Mayra se contundiu em uma queda durante o Campeonato Pan-Americano de Montreal. De acordo com o médico da seleção brasileira de judô, Breno Schor - que também foi o responsável pela cirurgia -, o tratamento fez com que ela chegasse à Olimpíada de Londres sem dores, mas ainda com a lesão, que causava limitações.
"Mayra apresentou uma lesão no ligamento posterior do ombro direito, que a limitava nos treinos e em alguns golpes durante as lutas. Ela foi tratada com fisioterapia e medicação até Londres e conseguiu ficar sem dor para competir, mas com algumas limitações", explicou o médico. "Não havia tempo para operar a Mayra antes dos Jogos Olímpicos e o controle que fizemos minimizou o risco de aumentar a lesão."
Problema semelhante viveu Mariana Silva.
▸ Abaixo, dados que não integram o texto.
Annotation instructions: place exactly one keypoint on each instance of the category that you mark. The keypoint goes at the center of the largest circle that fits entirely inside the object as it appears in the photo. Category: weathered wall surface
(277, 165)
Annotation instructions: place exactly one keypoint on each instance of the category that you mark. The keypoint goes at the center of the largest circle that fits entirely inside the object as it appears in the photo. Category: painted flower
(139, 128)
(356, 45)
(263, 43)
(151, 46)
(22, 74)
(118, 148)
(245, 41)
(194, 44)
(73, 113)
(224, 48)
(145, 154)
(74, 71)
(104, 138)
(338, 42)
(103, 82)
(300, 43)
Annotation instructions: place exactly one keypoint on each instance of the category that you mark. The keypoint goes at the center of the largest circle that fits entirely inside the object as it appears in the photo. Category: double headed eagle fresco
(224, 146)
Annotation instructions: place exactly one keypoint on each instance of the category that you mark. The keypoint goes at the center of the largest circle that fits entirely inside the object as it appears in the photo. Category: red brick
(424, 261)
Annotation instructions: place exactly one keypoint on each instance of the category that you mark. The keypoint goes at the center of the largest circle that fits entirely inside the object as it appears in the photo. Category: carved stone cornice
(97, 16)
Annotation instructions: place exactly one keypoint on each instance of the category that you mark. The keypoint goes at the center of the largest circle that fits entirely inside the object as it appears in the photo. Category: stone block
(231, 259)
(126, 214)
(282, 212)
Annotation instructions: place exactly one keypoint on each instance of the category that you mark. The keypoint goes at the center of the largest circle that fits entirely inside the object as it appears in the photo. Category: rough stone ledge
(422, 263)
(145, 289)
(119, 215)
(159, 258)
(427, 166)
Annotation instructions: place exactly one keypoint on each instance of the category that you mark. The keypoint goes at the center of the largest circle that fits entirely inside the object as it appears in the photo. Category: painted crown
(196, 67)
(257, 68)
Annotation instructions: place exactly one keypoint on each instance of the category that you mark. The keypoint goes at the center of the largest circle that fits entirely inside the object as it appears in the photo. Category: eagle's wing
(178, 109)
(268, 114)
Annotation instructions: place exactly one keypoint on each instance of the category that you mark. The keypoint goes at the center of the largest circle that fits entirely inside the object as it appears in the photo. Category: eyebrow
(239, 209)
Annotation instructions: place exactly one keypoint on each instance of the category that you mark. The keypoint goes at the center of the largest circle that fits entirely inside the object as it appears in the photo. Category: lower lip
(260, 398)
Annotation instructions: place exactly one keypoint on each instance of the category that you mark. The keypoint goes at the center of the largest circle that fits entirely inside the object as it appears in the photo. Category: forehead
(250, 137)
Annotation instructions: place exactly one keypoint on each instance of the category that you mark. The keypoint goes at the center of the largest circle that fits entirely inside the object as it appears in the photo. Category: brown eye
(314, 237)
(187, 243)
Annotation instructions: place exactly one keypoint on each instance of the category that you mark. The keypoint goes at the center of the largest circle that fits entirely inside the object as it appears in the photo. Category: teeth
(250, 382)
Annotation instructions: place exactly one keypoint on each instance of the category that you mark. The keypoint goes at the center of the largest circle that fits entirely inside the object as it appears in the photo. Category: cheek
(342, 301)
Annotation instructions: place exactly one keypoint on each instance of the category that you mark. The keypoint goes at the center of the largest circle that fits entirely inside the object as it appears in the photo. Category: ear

A judoca da categoria até 63kg teve o ombro deslocado quatro meses antes da Olimpíada e isso gerou uma lesão ligamentar no local. Com isso, ela também chegou limitada a Londres, onde caiu na estreia, e só pôde lutar por conta da fisioterapia.
"Optamos, junto com a Mariana, por tentar o tratamento clínico até Londres, mesmo sabendo que teríamos que operar ao voltar da Olimpíada. Na preparação para os Jogos ela fez fisioterapia todos os dias, às vezes duas vezes por dia, e isso ajudou a conseguir garantir a vaga e chegar em condições de disputar a sua primeira olimpíada", disse Breno Schor.